In der folgenden Nacht folgt Finley indessen einem anderen von Tobys Freunden, welcher ebenfalls wie ein Zombie in den Wald geht. Und dort wird auch Greg Nelson, so sein Name, von dem gigantischen Waldgeist in den Tod geführt, der dabei nun auch Finley bedroht. Doch der scheint für die dämonische Kreatur nicht auf der Liste der Todgeweihten zu stehen und lässt ihn daher wieder lebend ziehen.

Doch am nächsten Tag findet Finley bei Mrs. McGinty neue Beweise hinsichtlich ihrer Tochter Annabelle. Denn deren Zeichnungen sagen aus, das sie schon seit ihrer Kindheit den Naturgeist bereits gekannt haben musste.

Gemeinsam mit Lady Enderby und DCI Ferrow legt sich Finley in der folgenden Nacht auf die Lauer.
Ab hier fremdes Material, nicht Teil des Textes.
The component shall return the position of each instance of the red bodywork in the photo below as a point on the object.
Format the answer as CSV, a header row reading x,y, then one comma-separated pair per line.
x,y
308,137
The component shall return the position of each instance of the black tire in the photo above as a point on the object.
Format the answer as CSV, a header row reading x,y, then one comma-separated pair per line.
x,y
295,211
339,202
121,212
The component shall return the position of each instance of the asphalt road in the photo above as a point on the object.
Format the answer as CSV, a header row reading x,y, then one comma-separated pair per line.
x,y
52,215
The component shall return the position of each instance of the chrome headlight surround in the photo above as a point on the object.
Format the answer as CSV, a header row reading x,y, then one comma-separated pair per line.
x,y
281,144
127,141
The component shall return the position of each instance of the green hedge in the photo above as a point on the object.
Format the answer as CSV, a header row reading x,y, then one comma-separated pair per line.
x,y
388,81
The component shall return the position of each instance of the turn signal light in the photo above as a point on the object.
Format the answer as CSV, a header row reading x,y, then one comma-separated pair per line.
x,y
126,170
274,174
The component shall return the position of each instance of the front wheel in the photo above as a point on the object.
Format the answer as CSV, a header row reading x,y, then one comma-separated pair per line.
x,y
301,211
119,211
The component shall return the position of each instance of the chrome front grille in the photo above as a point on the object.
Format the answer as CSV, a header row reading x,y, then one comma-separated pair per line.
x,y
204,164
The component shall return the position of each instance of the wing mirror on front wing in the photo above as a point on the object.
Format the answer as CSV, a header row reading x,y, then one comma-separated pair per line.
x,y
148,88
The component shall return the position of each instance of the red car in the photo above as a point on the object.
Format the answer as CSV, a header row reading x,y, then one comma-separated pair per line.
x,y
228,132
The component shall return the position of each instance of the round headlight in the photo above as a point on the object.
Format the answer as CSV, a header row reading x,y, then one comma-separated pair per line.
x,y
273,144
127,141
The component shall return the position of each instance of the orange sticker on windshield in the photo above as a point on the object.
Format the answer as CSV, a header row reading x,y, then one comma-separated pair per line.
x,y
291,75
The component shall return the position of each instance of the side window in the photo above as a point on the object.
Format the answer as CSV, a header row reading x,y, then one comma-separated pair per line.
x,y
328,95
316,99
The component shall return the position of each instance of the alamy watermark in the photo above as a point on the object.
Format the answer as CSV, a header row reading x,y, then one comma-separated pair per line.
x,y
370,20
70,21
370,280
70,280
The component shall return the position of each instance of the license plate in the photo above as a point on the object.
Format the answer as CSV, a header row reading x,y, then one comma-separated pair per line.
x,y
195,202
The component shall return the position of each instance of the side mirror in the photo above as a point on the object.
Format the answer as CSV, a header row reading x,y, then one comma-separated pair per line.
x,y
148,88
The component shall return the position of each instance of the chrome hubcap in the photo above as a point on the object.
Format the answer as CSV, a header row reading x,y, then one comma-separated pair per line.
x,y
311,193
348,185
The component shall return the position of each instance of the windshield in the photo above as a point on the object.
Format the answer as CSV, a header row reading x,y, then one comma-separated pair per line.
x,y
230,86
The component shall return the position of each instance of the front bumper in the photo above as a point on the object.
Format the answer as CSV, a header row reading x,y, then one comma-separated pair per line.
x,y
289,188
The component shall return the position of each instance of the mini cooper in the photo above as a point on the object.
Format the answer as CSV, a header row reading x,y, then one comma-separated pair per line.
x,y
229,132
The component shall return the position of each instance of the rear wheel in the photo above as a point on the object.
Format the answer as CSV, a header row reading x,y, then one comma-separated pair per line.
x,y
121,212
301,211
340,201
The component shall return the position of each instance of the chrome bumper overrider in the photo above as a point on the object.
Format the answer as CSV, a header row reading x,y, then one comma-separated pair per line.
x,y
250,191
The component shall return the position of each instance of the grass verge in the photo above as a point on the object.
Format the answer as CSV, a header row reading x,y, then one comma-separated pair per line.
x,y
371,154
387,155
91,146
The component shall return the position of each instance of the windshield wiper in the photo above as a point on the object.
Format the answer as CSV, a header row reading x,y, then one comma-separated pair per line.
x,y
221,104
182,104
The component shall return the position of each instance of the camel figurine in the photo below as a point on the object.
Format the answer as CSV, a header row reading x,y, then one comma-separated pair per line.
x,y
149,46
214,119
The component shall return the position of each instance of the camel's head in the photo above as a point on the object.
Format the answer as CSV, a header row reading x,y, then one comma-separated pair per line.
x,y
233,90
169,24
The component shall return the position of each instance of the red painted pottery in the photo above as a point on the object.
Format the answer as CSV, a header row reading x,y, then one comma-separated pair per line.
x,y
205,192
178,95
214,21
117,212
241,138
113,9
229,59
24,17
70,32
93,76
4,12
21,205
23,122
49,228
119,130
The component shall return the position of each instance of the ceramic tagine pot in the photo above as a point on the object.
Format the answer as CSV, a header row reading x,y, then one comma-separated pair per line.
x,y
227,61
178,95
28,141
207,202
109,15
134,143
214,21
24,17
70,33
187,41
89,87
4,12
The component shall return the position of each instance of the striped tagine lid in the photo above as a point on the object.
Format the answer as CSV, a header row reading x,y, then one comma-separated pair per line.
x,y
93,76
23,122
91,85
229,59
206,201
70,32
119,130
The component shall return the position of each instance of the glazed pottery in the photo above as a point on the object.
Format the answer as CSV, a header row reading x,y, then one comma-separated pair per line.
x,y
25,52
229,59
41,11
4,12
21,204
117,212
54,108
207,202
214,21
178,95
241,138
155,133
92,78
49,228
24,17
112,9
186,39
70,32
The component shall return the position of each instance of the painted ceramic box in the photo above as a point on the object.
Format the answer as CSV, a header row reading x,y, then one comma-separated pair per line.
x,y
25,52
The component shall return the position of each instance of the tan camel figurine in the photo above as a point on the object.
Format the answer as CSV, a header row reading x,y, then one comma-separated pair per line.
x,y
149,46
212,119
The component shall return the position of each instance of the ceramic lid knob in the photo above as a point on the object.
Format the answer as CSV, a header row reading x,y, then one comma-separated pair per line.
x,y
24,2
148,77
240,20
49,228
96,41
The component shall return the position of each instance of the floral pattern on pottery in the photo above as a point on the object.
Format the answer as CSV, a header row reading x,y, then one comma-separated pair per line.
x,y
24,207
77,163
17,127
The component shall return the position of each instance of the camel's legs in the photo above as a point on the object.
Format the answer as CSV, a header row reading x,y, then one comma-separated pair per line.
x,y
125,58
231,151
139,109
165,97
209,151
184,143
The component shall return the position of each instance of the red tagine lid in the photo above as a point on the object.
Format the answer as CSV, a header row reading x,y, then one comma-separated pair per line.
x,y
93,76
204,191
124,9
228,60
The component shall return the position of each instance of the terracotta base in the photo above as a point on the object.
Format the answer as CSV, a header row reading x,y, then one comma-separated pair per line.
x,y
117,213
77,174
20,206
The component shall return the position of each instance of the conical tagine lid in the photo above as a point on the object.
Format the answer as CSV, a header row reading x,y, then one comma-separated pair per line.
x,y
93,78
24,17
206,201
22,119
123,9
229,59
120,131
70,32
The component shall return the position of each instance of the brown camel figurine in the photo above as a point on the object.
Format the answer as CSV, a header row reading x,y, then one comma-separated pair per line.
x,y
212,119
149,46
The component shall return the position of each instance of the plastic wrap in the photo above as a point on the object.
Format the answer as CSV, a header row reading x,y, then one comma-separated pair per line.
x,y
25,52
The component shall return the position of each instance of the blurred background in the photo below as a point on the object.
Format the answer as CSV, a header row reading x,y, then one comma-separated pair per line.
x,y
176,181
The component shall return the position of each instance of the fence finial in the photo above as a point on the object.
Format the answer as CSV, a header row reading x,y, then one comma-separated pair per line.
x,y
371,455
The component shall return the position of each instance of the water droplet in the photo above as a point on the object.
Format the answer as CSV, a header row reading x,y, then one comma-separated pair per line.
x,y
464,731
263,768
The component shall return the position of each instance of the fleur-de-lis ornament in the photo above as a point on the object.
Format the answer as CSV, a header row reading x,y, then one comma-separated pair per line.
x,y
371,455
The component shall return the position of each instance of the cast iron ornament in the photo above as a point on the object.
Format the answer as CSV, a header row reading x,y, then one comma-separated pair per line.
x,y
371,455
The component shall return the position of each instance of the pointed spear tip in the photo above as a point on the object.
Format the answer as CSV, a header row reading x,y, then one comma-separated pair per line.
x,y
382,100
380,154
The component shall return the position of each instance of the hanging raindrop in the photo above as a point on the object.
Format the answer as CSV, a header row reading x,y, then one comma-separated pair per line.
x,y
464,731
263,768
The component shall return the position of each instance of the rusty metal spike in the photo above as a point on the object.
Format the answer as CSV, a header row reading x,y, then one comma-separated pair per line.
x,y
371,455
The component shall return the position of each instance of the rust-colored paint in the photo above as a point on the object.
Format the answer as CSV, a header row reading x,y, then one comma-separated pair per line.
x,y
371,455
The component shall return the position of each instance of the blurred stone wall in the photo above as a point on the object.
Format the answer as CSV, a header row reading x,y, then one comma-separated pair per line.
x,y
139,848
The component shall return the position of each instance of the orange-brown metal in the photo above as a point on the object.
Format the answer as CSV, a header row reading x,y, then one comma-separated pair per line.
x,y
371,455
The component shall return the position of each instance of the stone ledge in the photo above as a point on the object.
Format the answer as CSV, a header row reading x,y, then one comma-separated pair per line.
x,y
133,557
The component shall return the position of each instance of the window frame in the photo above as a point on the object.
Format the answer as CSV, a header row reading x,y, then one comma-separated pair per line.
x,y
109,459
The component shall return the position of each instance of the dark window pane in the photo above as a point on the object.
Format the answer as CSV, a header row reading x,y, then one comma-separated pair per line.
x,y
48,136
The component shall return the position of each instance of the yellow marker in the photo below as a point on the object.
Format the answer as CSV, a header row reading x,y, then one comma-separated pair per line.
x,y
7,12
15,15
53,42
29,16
Und dann sehen sie den dritten Freund der Toten mit Namen Neil Conrich ebenfalls wie in Trance in dem Wald verschwinden.

Doch wo liegt die Verbindung zwischen den jungen Burschen, dem gefährlichen Naturgeist und der verschwundenen Annabelle? Die Antwort könnte in einem ganz anderen Verbrechen der jungen Leute liegen.

  • Erstveröfentlichung: Am 1. August 2026
  • Autor: Henry Cardell
  • Ein neues Abenteuer mit dem Butler Isaac Finley

„Doch den schlimmsten Anblick stellte der fingerdicke Zweig dar, der sich von hinten in Toby Dolmans Schädel und von dort aus direkt durch sein linkes Auge gebohrt hatte.“ (Gespenster-Krimi/Band 204, "Der Zorn des Wächters"/Seite 13)

Was mich zuerst an diesem Roman des Autor Henry Cardell etwas irritiert hatte, war die ablehnende Haltung von DCI Ferrow, auch das Verschwinden von Annabelle in die Ermittlungen mit einzubeziehen.

Zwar gibt es zu Beginn wirklich keine direkten Verbindungen zum Tod von Toby Dolman, aber auch so hängt die Polizei eigentlich bei diesem Fall völlig in der Luft, was auch eine Verbindung zum Verschwinden von Mrs. McGintys Tochter eben nicht zweifelsfrei ausschließt.

Aber das soll jetzt nun kein wirklicher Kritikpunkt am Autor sein, denn auch die Polizei kann schließlich Fehler machen und blind für gewisse Verbindungen zwischen den beiden Fällen sein. Das man es allerdings mit einer Art Naturgeist bzw. Dämon zu tun haben könnte, drängt sich für Lady Enderby, Finley sowie DCI Ferrow schon nach kurzer Zeit auf.

Gesamt betrachtet beginnt der Autor Henry Cardell in seinem neusten Roman gleich auf einem recht hohen Spannungsniveau, was mich als Leser sogleich auch an die Handlung fesseln konnte. Da ist es dann auch ein interessanter Kniff, erst einmal die verschiedenen Fälle nicht in eine direkte Verbindung zu bringen.

Als Leser hatte ich hingegen schnell schon so meine Vermutungen, welche sich im finalen Bereich dann auch bestätigen sollten. Allerdings kratzt diese Vorhersehbarkeit nicht im Geringsten an dem sehr guten Spannungsniveau der Gesamthandlung.

Denn dem Autor gelingt es hier durchaus trotzdem, die eine oder andere Überraschung mit einzubauen, welche den Verlauf der Handlung positiv dominieren können. Daher mein Fazit: Absolut lesenswert.